The Rosciolis have a deep respect for the ingredients they use and have no qualms with serving French butter or Cantabrian anchovies such is their respect for top quality ingredients. They have no qualms with offering French butter or Spanish anchovies despite the fact that these are also produced in Italy as well. And that is actually one of the things you have to order if you happen to be one of the lucky few to secure a table here. It is a match made in heaven.
When we visit Roscioli, we are meant to have a light lunch because we are set to dine at Reale, in Casadonna, the restaurant of Italian star chef Niko Romito. But this light lunch turns into a marathon of exceptional produce from the bread to the cold cuts which are to die for.

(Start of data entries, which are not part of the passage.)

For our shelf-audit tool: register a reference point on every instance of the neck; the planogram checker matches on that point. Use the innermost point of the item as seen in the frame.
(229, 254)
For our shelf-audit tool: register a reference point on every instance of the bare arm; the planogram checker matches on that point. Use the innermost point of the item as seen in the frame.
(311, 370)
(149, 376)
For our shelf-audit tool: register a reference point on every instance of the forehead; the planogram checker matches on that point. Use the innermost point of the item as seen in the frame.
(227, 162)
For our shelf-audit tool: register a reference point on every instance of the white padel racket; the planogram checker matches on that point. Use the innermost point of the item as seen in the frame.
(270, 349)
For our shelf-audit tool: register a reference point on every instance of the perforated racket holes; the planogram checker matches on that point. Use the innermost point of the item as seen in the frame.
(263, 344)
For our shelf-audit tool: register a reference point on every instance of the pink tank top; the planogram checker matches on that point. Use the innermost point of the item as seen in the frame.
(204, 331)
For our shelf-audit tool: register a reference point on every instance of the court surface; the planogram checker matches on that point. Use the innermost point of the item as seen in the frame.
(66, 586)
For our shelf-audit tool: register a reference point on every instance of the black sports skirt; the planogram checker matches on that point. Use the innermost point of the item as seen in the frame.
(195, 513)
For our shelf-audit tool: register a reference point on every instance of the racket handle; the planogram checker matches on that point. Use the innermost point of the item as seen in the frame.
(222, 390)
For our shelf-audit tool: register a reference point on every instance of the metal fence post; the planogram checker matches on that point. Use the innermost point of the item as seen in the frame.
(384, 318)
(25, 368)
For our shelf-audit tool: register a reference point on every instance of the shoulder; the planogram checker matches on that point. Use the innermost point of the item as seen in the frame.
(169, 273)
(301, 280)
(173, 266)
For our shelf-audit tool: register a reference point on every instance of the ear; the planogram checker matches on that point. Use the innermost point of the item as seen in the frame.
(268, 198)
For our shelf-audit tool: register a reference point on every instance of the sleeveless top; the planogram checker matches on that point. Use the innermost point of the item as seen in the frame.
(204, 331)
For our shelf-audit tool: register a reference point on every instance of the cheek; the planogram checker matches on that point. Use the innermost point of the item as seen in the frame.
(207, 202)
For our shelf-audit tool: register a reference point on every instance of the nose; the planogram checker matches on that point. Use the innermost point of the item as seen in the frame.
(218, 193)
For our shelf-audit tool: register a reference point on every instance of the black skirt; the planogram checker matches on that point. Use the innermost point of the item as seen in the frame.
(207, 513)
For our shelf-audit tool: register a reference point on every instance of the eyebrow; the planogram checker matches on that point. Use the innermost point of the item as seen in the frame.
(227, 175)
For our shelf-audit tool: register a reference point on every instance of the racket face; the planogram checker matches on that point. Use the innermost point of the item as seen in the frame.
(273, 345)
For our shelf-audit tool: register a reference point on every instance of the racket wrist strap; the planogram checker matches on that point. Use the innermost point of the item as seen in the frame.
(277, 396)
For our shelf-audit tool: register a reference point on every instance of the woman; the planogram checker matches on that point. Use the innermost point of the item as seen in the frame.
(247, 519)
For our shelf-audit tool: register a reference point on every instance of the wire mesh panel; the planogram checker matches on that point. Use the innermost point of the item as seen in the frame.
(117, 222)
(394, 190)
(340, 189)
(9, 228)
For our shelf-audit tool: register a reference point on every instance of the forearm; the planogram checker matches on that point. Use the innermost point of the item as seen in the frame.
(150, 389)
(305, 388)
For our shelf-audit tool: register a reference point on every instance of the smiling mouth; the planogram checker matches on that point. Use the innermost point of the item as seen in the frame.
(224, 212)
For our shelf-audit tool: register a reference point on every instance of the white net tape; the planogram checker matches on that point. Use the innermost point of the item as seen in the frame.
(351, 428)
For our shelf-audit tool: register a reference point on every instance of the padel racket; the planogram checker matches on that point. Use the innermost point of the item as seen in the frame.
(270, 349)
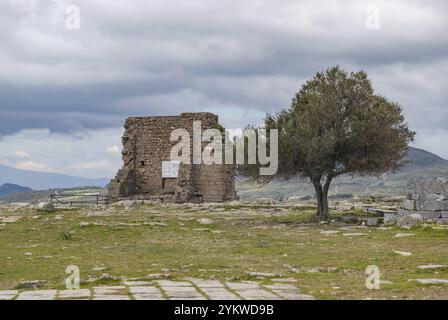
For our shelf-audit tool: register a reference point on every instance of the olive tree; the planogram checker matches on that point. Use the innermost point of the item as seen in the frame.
(337, 125)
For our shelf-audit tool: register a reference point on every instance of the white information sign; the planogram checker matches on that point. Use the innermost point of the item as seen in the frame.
(170, 169)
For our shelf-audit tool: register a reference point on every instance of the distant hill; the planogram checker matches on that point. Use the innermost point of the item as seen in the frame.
(45, 180)
(9, 188)
(421, 164)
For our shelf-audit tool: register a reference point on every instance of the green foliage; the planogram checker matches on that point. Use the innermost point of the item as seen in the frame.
(337, 125)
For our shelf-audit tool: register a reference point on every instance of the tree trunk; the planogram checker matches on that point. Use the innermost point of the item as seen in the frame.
(322, 213)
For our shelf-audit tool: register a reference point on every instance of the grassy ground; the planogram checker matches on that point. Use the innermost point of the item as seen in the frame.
(146, 240)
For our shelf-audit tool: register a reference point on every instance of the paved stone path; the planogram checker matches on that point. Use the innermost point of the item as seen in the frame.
(189, 289)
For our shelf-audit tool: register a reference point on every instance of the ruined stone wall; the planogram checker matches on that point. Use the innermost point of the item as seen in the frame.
(146, 144)
(430, 199)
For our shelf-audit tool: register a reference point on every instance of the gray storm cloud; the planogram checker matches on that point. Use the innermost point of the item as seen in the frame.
(239, 59)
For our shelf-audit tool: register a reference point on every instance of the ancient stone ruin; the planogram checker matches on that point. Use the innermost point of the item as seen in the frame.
(148, 172)
(429, 199)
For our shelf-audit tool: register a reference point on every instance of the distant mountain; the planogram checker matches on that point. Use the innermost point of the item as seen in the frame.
(46, 180)
(420, 157)
(9, 188)
(420, 164)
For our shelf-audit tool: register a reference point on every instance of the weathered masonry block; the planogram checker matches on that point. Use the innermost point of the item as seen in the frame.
(147, 171)
(430, 199)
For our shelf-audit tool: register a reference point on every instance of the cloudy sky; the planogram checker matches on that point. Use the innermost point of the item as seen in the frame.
(66, 91)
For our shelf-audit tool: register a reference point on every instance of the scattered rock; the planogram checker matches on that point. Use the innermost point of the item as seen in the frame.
(32, 284)
(432, 281)
(284, 280)
(205, 221)
(11, 219)
(403, 235)
(265, 201)
(432, 266)
(262, 274)
(99, 268)
(403, 253)
(45, 206)
(329, 232)
(410, 221)
(372, 222)
(390, 218)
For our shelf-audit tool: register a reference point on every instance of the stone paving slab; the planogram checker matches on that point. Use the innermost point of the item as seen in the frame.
(38, 295)
(257, 294)
(187, 289)
(74, 294)
(8, 295)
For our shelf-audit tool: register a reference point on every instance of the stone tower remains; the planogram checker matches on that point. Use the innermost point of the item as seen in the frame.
(148, 173)
(429, 199)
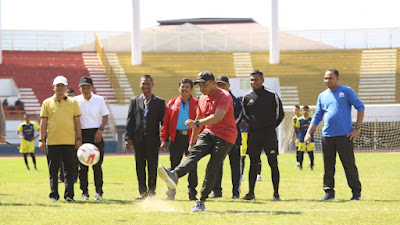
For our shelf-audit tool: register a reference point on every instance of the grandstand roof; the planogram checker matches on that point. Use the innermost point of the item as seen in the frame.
(206, 21)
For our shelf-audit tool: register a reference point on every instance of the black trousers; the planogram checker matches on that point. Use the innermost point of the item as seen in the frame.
(234, 159)
(257, 141)
(207, 143)
(56, 155)
(344, 146)
(146, 153)
(176, 151)
(88, 137)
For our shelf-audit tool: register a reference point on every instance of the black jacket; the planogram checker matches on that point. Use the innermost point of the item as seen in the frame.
(134, 124)
(262, 109)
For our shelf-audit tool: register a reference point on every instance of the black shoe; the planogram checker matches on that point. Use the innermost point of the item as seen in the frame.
(276, 197)
(69, 200)
(249, 197)
(328, 196)
(141, 197)
(192, 197)
(214, 195)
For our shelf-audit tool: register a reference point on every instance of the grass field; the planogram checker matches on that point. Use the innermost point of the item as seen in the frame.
(24, 196)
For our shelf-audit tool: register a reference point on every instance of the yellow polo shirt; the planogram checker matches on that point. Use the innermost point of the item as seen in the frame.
(60, 120)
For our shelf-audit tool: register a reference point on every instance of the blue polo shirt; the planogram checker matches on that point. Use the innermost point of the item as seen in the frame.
(335, 108)
(183, 116)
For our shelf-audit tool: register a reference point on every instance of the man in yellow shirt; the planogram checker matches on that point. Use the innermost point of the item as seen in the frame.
(60, 121)
(28, 139)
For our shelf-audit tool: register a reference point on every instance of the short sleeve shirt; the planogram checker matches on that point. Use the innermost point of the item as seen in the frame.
(92, 111)
(60, 120)
(208, 104)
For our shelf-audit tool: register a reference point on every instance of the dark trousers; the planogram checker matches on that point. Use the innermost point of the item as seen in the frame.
(176, 151)
(88, 137)
(207, 143)
(234, 159)
(61, 154)
(344, 146)
(256, 142)
(146, 153)
(300, 157)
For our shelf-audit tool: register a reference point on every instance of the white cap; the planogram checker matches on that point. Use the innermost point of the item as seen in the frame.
(60, 80)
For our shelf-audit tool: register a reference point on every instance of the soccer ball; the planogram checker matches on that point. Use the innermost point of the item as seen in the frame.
(88, 154)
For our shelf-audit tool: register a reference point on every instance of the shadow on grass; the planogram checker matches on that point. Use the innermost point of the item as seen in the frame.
(257, 212)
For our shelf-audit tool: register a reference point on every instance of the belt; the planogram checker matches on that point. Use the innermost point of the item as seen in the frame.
(182, 132)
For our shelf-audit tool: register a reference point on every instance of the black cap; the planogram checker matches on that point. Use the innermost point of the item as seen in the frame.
(222, 79)
(204, 76)
(86, 81)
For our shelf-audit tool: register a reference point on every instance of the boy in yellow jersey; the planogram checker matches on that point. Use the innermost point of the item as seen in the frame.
(295, 133)
(302, 125)
(28, 139)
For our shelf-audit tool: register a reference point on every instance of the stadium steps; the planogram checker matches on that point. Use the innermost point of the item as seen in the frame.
(121, 76)
(243, 64)
(98, 75)
(31, 102)
(377, 82)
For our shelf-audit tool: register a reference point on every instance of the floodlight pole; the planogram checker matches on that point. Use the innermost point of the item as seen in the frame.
(1, 49)
(274, 34)
(136, 42)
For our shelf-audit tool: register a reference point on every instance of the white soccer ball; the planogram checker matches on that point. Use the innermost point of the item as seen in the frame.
(88, 154)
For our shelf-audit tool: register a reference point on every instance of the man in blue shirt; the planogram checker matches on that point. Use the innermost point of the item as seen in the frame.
(334, 106)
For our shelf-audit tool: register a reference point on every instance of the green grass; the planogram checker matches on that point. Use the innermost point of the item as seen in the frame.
(24, 196)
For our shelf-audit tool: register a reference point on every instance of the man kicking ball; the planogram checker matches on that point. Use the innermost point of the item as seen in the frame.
(215, 112)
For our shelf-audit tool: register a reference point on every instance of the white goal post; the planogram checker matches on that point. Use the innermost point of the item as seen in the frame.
(380, 130)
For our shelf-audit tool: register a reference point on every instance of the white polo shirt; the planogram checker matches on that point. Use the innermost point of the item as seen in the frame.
(92, 111)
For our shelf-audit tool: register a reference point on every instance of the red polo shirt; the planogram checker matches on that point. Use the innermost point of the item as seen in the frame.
(226, 128)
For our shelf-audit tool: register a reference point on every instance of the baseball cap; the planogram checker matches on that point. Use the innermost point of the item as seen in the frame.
(60, 80)
(222, 79)
(204, 76)
(85, 81)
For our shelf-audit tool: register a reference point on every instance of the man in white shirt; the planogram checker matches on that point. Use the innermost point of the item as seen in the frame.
(94, 117)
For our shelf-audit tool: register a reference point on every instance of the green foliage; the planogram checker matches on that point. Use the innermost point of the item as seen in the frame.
(24, 196)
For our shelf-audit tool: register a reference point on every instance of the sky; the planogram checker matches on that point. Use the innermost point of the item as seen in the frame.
(116, 15)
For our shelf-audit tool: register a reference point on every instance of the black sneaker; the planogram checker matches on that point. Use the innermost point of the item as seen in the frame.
(328, 196)
(69, 200)
(167, 176)
(355, 198)
(249, 197)
(216, 195)
(199, 207)
(276, 197)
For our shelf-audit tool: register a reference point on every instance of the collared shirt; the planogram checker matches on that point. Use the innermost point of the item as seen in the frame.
(60, 120)
(183, 116)
(92, 110)
(334, 107)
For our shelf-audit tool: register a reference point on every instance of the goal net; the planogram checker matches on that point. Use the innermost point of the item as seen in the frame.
(380, 130)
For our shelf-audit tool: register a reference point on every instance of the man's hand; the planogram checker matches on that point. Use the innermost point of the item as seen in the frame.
(98, 136)
(354, 134)
(190, 123)
(128, 144)
(78, 144)
(2, 138)
(42, 145)
(164, 145)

The 26 month aged Nero Parmense at Roscioli is as delicious as it looks, the coppa di cinta senese marinated with ginger is legendary and the mortadella served with bread is the best mortadella you will ever taste.
Then there is the burro e alici or butter and anchovies. They say that the most simple things can bring the most happiness and that’s the case with some bread, butter and anchovies at Roscioli. You could actually spend an afternoon spreading butter on the bread, add that anchovy, eat and repeat perpetually.
And just when you think its over, ask for their pasta dishes. The carbonara is legendary. It has the reputation of being the best in the whole of Rome and it does not disappoint. We also get to taste the Amatriciana with Mezzi rigatoni or bombolotti, the gricia and the cacio e pepe all exceptional.
Here you will be able to find 300 types of cheese, 150 varieties of cold cuts, 2,800 wine labels, and a wide selection of preserves, sauces, mustards, canned foods, pastas, oils, and vinegars – not only Italian – for takeout or to enjoy seated at the tables of the Ristorante.
There are four different spaces in the restaurant, each situated apart from, but connected with, the others. The tables are in front of the deli’s display window, at the counter, and in two dining rooms – one on the ground floor and the other on the lower level.